# Henrietta, NY looking for residential snow contractor



## shaltac (Jul 4, 2007)

Hello,
I have a friend with a steeply pitched ~1k ft/sq driveway. He is looking for someone to plow / sand / salt his drive on a regular basis. He and I have called around and people either don't cover the area or aren't interested in a residential account. I use my plow to clear my (pretty big) driveway, and parking areas. I don't have a particular interest in taking on accounts (especially for a friend - friends and business don't mix). If you know of anyone in the Rt15 / Comerce drive / Erie station area please let me know and I'll pass the info on to him (and the number of other people asking me if I am taking on accounts when they see the truck).
Thanks
Rusty


----------



## Steve38 (Dec 1, 2007)

*Action*

Hi, I live in this area and might be able to help you out.

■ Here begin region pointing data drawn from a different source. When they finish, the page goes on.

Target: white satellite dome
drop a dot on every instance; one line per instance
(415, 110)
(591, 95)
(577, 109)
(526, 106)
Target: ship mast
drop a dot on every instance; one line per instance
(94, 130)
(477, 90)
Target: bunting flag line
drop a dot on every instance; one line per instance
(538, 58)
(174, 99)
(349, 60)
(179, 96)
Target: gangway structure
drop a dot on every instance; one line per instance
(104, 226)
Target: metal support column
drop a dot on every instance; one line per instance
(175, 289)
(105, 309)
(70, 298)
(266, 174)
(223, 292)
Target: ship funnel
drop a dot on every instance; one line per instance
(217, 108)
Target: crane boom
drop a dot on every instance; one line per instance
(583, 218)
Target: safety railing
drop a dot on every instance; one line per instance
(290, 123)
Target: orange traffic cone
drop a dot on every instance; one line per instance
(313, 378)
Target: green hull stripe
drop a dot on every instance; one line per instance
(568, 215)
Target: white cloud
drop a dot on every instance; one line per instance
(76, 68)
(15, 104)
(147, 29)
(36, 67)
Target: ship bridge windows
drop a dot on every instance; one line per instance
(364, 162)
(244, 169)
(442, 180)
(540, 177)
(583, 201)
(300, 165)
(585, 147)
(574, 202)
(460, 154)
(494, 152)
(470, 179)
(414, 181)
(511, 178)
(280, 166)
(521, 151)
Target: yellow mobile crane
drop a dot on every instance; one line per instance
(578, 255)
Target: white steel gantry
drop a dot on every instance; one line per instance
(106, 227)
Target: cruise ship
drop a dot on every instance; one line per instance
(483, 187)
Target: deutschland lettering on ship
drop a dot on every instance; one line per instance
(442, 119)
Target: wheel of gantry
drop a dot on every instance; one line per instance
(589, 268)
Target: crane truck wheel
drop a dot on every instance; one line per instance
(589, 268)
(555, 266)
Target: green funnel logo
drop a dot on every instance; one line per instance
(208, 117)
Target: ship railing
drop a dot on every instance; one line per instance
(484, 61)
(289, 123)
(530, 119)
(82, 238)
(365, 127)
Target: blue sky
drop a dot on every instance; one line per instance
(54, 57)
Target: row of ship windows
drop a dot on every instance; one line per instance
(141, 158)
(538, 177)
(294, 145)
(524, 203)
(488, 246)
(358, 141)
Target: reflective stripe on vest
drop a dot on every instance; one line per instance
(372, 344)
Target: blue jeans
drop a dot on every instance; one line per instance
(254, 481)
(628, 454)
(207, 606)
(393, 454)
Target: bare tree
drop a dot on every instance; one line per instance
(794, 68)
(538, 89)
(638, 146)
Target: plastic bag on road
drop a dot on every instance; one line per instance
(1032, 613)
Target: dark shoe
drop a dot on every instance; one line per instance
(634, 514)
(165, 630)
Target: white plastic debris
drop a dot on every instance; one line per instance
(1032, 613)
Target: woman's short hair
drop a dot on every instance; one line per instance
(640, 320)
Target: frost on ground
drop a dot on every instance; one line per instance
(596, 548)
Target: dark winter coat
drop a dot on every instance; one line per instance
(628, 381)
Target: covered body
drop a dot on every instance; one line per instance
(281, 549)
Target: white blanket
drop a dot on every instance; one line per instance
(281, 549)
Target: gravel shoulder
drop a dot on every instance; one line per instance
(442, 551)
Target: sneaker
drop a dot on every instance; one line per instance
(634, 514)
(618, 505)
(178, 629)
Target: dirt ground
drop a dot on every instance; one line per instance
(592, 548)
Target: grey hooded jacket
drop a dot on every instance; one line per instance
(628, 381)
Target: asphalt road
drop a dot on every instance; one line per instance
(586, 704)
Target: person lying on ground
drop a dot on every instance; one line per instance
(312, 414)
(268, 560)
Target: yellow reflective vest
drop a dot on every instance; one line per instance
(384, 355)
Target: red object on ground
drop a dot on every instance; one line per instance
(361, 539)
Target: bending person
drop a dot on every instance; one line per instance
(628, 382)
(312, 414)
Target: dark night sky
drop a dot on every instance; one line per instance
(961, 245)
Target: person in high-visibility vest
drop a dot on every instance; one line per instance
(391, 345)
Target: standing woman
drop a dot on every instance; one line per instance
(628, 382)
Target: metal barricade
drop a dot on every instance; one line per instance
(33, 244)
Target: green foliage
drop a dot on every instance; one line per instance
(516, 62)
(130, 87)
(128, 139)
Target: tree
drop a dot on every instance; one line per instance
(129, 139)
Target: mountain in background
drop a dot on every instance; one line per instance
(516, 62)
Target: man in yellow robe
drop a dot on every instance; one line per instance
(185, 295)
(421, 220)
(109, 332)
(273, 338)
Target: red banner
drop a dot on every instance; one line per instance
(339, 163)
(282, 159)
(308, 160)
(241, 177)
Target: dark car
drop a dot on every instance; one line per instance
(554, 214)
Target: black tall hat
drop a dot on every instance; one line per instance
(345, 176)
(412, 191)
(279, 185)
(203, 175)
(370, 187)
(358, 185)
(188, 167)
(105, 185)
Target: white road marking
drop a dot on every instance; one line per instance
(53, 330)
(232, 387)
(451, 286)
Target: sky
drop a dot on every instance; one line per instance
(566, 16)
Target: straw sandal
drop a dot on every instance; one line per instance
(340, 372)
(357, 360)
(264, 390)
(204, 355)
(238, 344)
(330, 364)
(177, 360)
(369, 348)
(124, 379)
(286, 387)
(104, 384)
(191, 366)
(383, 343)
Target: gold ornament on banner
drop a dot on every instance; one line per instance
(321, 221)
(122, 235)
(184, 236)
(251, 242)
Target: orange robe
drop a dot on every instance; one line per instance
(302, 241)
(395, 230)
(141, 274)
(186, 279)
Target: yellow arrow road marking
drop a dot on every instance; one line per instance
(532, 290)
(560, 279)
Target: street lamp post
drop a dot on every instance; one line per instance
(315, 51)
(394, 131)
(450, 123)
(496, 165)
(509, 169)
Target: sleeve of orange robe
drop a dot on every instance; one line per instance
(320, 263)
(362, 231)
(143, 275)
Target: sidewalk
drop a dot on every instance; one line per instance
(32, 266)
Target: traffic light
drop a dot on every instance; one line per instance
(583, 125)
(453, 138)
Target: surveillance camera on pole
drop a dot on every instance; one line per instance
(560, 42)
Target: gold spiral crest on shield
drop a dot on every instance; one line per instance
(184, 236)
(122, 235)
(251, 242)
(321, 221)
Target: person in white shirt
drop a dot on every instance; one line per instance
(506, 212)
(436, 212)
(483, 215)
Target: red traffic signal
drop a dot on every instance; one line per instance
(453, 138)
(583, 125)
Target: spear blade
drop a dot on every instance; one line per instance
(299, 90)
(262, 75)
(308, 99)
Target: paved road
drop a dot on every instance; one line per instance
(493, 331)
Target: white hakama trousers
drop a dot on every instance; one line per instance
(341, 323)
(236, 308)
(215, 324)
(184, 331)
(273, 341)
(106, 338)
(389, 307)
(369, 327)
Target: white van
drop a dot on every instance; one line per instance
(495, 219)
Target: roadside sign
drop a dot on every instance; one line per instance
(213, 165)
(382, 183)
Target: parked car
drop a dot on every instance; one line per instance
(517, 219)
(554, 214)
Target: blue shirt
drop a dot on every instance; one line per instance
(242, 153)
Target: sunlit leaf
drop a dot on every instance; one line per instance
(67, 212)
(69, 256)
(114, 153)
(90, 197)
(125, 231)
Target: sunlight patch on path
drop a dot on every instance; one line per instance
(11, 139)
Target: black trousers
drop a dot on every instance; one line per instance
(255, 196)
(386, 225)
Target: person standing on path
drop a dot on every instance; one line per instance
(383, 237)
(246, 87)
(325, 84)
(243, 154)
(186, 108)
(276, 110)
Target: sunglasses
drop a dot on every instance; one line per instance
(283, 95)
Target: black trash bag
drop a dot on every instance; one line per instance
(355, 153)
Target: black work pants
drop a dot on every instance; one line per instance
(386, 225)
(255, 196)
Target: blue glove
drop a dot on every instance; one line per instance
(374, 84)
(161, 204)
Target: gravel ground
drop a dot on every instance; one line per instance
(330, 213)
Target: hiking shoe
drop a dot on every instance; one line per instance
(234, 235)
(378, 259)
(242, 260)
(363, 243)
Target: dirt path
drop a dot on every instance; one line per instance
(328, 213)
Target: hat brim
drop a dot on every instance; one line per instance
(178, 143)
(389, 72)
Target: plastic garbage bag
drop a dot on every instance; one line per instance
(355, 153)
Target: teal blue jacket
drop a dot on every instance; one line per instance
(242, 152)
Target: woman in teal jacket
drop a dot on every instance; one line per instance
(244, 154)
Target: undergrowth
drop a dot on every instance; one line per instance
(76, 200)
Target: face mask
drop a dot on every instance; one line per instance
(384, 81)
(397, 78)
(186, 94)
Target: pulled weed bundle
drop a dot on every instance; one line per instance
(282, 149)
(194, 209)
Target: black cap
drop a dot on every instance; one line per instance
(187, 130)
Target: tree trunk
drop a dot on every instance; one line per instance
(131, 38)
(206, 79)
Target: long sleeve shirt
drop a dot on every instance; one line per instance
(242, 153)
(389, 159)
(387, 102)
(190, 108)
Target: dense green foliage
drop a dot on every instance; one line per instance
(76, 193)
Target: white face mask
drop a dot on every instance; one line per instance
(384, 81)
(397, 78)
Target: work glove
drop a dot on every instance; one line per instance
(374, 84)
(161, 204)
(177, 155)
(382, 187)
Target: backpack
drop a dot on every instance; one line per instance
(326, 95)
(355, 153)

Reply to [email protected]
Or reply in this forum.


----------



## Steve38 (Dec 1, 2007)

*plowing*



shaltac;445756 said:


> Hello,
> I have a friend with a steeply pitched ~1k ft/sq driveway. He is looking for someone to plow / sand / salt his drive on a regular basis. He and I have called around and people either don't cover the area or aren't interested in a residential account. I use my plow to clear my (pretty big) driveway, and parking areas. I don't have a particular interest in taking on accounts (especially for a friend - friends and business don't mix). If you know of anyone in the Rt15 / Comerce drive / Erie station area please let me know and I'll pass the info on to him (and the number of other people asking me if I am taking on accounts when they see the truck).
> Thanks
> Rusty


Hi, I left you a previous message with the wrong email. It is actually [email protected]


----------



## bigwhitesierra (Jan 15, 2008)

shaltac....

did you find anyone for that driveway?


----------